Claro que existe la edición independiente, vaya esta afirmación por delante como respuesta, por una parte, a los últimos debates y porfías entre editores y empresarios culturales en torno a la vigencia o no de esta concepción del trabajo editorial y, por otra parte, como divisa de este número que Archipiélago dedica a la labor de los editores que entienden su labor como un compromiso cultural e intelectual a largo plazo asumiendo en su trabajo volcado hacia el futuro la creación y formación de sus potenciales lectores y los riesgos inherentes a las inversiones de una empresa cultural incierta, frágil y, a menudo, tentada por valores conservadores y comerciales.

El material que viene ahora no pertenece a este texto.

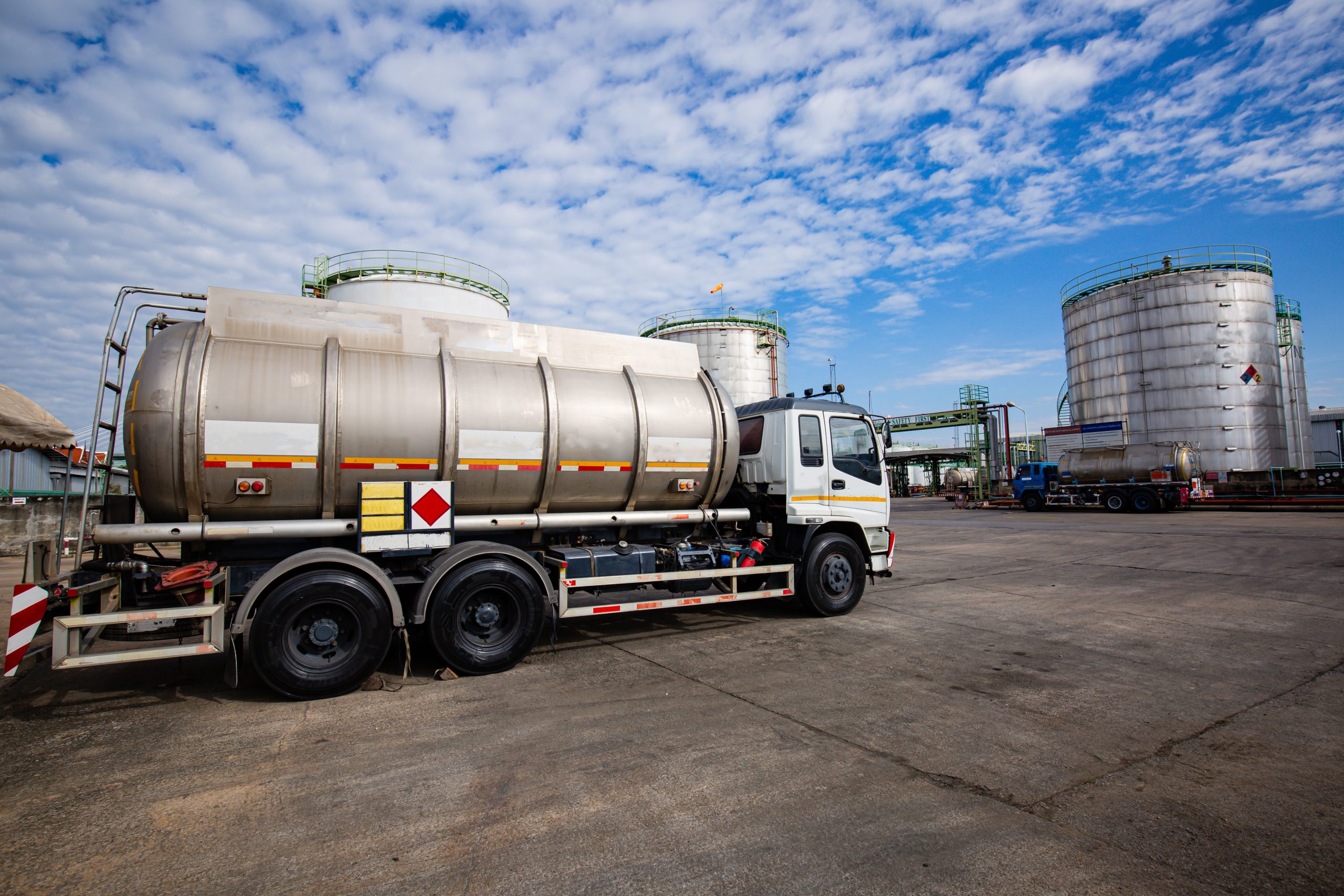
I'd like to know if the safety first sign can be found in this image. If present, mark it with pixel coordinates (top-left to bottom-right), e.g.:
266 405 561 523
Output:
359 482 453 553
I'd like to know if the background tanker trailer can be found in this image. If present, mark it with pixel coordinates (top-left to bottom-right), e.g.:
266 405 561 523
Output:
18 283 894 699
1012 442 1199 513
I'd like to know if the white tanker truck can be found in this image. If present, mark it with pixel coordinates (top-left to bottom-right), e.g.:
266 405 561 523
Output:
24 288 894 699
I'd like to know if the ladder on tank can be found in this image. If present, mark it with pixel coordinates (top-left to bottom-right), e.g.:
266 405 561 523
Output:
57 286 206 577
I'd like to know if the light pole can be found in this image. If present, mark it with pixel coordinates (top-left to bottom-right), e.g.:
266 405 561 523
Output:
1008 402 1031 461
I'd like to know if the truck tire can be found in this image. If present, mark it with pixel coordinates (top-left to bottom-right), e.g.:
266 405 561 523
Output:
799 532 866 617
247 570 393 700
1101 490 1129 513
427 556 548 676
1129 489 1162 513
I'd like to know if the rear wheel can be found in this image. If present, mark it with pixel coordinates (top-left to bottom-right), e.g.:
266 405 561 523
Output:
1129 489 1161 513
429 557 547 676
247 570 393 700
1101 492 1129 513
799 532 864 617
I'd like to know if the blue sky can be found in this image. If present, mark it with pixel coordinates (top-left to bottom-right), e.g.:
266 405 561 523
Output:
0 0 1344 446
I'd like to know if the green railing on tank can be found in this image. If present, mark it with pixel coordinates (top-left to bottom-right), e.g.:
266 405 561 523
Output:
640 308 789 343
1059 245 1274 308
304 248 508 308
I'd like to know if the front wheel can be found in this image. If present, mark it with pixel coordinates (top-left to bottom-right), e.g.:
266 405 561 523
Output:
799 532 864 617
429 557 547 676
247 570 393 700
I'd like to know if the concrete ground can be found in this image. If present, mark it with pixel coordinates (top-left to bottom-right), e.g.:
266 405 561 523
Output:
0 498 1344 894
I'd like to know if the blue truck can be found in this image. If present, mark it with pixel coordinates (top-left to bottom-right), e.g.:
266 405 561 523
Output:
1012 462 1191 513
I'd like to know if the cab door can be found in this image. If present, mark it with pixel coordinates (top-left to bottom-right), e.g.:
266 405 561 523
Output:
785 411 831 523
825 413 887 528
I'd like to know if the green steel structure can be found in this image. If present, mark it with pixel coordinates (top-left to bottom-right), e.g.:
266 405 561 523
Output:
304 248 508 308
640 308 789 338
883 383 989 501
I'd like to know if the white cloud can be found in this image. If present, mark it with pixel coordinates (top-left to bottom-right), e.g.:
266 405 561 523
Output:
0 0 1344 423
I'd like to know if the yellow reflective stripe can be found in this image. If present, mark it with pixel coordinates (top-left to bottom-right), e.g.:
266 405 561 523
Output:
789 494 887 501
206 454 317 463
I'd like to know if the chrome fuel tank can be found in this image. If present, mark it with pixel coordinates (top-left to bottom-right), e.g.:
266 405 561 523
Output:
125 289 738 521
1059 442 1199 482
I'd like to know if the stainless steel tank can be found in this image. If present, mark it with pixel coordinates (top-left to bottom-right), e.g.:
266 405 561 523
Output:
304 248 509 320
125 289 738 521
1274 296 1316 469
1059 442 1200 482
640 308 789 407
942 466 980 492
1062 246 1287 470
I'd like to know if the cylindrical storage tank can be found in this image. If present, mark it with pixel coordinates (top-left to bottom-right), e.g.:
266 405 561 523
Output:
1274 296 1316 469
125 289 738 523
1059 442 1200 482
640 308 789 407
1062 246 1287 470
942 466 980 492
304 248 509 320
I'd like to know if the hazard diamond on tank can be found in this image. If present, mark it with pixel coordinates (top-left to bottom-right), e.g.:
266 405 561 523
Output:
411 489 453 526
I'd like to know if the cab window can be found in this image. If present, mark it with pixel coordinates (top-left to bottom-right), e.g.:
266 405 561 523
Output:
738 416 765 454
831 416 881 485
799 415 824 466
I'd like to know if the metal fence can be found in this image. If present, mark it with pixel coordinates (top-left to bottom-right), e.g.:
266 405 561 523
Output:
304 248 508 307
640 307 789 339
1059 245 1274 308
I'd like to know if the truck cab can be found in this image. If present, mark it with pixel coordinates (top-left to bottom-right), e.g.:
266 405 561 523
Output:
1012 461 1059 511
737 398 894 574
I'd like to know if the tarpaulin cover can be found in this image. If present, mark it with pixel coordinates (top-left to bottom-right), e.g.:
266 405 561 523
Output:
0 384 75 451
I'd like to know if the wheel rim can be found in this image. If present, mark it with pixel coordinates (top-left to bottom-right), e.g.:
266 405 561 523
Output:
284 599 363 672
821 553 854 600
457 586 523 648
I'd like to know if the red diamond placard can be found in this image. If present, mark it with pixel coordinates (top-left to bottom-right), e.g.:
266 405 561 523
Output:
411 486 453 529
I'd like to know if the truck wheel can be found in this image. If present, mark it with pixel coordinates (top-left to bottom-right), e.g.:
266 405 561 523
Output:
429 556 547 676
1129 489 1161 513
247 570 393 700
799 532 864 617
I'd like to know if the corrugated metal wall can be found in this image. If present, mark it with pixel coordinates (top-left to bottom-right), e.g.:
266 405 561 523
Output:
0 449 54 494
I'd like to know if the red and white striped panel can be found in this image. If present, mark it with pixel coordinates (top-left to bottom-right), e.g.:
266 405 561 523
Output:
457 457 542 470
555 461 631 473
564 588 793 617
4 584 47 677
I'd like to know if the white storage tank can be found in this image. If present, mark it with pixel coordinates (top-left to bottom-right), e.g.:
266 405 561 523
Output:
1060 246 1289 470
304 248 508 320
640 307 789 407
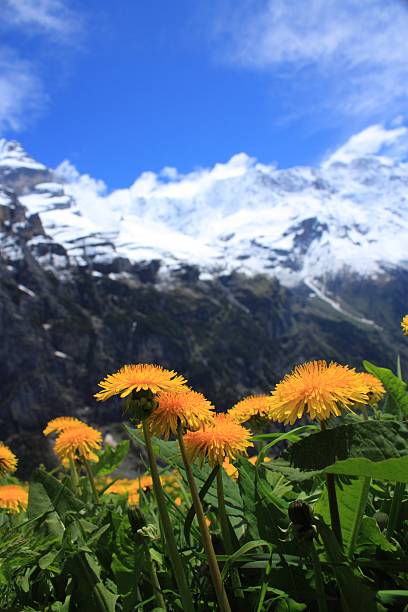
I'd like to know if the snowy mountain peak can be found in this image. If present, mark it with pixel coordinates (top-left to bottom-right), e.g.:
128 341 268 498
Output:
0 129 408 285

No quiere decir esto, porque se trataría de una simple ingenuidad o de una hipérbole interesada, que la edición independiente sea intrínsecamente una edición de calidad, pero negar su existencia o intentar igualarla a otras modalidades de la edición sería tanto como decir que existe una sola lengua con un único término indiferenciado, y estaremos todos de acuerdo en que desde los orígenes de la lingüística algo quedó, por lo menos, inequívocamente claro: que los términos de un sistema son solidarios pero su valor distintivo proviene y resulta de la presencia simultánea de los otros. Lo mismo ocurre en el campo editorial, cada vez de manera más clara y evidente si cabe: existe la edición de vanguardia, la que defiende, busca y promociona a la vanguardia artística, la que acoge los valores del experimentalismo y las nuevas tendencias, la que explora nuevas vetas –lenguas, geografías, etc. haciendo en buena medida de la necesidad virtud porque existe la edición comercial basada en la publicación de títulos, autores y temas populares, asequibles, consabidos; existen las editoriales que asumen y aceptan que las empresas culturales son empresas de producción de ciclo largo, empresas arriesgadas y expuestas a la incertidumbre porque existen empresas editoriales que conciben la edición como un negocio de ciclo corto, a un plazo extremadamente breve, en el que las inversiones realizadas deben proporcionar rápidos y crecientes rendimientos; existe por tanto la edición volcada hacia el futuro y la producción de libros basada en la inmediatez, el long-seller y el best-seller que a muchos gusta llamar libro de impacto seguramente porque es agresivo como un arma arrojadiza; existe la edición de obras, como recomendaba Einaudi, que tienen que hacerse su propio público, que salen a la calle con la única fuerza de sus palabras y sus ideas y se abren paso entre la algarabía de las novedades con la voluntad de permanecer porque existe el libro fugaz concebido para satisfacer el efímero interés de un lector que olvidará su contenido con la misma celeridad que desaparecerá el libro de las mesas de novedades.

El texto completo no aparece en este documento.